私はある時期から、性能よりそういうところに力点を置いてバイクを選ぶようになってるから、この「メイド・イン・マンデッロ・デル・ラーリオ」という、小さな小さな生産地域表記が、とても気になるし、印象的なんですよ。V7のシンプルで手組み感満載の造り、懐かしいリズム感、不思議なスポーツ性や、後味の爽快感には、コモ湖の美しい景観と、古い街並みを要するマンデッロの市民性、モトグッチの歴史などが、色濃く反映されているような気がするんです。まぁ、いい加減なところやツッコミどころも多々あるけど、モトグッチって私がバイク選びで重要視しているアイデンティティや歴史をとっても大事にしてくれる、愛すべきメーカーなんですね。

性能ってバイクを尖らせていけばある程度出せるところがあると思うんですけど、性能重視で勝負しているメーカーって「若いな~」って思うんですよ。良いとか悪いとかを別にして、KTMなんてその典型です。やっぱり良いバイクって性能以外に強く内面に訴えてくるものがあって、バイクが纏う独特の雰囲気って、古酒の風味のように、なかなか出てこないところがあります。CB1000FとCB1300SFの一番の違いって、性能云々じゃなく、CB1300が生き抜いてきた時間によって我々の頭の中に植え付けられた記憶や、モデルを育ててきた人達の思いの積み上げの差なんですよ。

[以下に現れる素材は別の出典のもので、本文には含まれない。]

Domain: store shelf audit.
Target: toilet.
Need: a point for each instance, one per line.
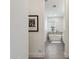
(54, 47)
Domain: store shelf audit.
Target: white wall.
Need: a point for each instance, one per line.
(19, 34)
(36, 39)
(60, 10)
(66, 30)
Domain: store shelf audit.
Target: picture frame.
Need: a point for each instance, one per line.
(33, 23)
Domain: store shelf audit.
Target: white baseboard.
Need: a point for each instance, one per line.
(36, 54)
(41, 55)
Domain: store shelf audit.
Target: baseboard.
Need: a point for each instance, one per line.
(36, 54)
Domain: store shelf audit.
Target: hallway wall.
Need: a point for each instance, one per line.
(18, 29)
(36, 39)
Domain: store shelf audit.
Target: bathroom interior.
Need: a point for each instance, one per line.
(48, 29)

それと同じで、マンデッロという風土が長年にわたって熟成してきたバイクの姿がV7で、その偉大な資産をエントリーに据えているのがモトグッチなんです。ハーレーの一番大きな失敗は、V7と同様、エントリークラスの偉大な資産だった、883を真っ先に消してしまったことなのでしょう。

ただ、私みたいなバイクの見方って年寄りの感傷に近いものがあるから、若い人達に「え?それ、さっき書いてた霊感商法ですよね?」って言われると、まぁそれまでなんですけどね(笑)



(ブログ書いてたら久しぶりに聞きたくなった「炎のたからもの」。アニソンもオシャレでアップテンポになってますけど、こういう深く染みる曲は減っていると思う。いろんなバイクに惹かれつつ、この曲が似合うようなバイクばかり選んでる気がしますが、やっぱ趣味として一回りしたというか、落ち着いたんでしょうね。)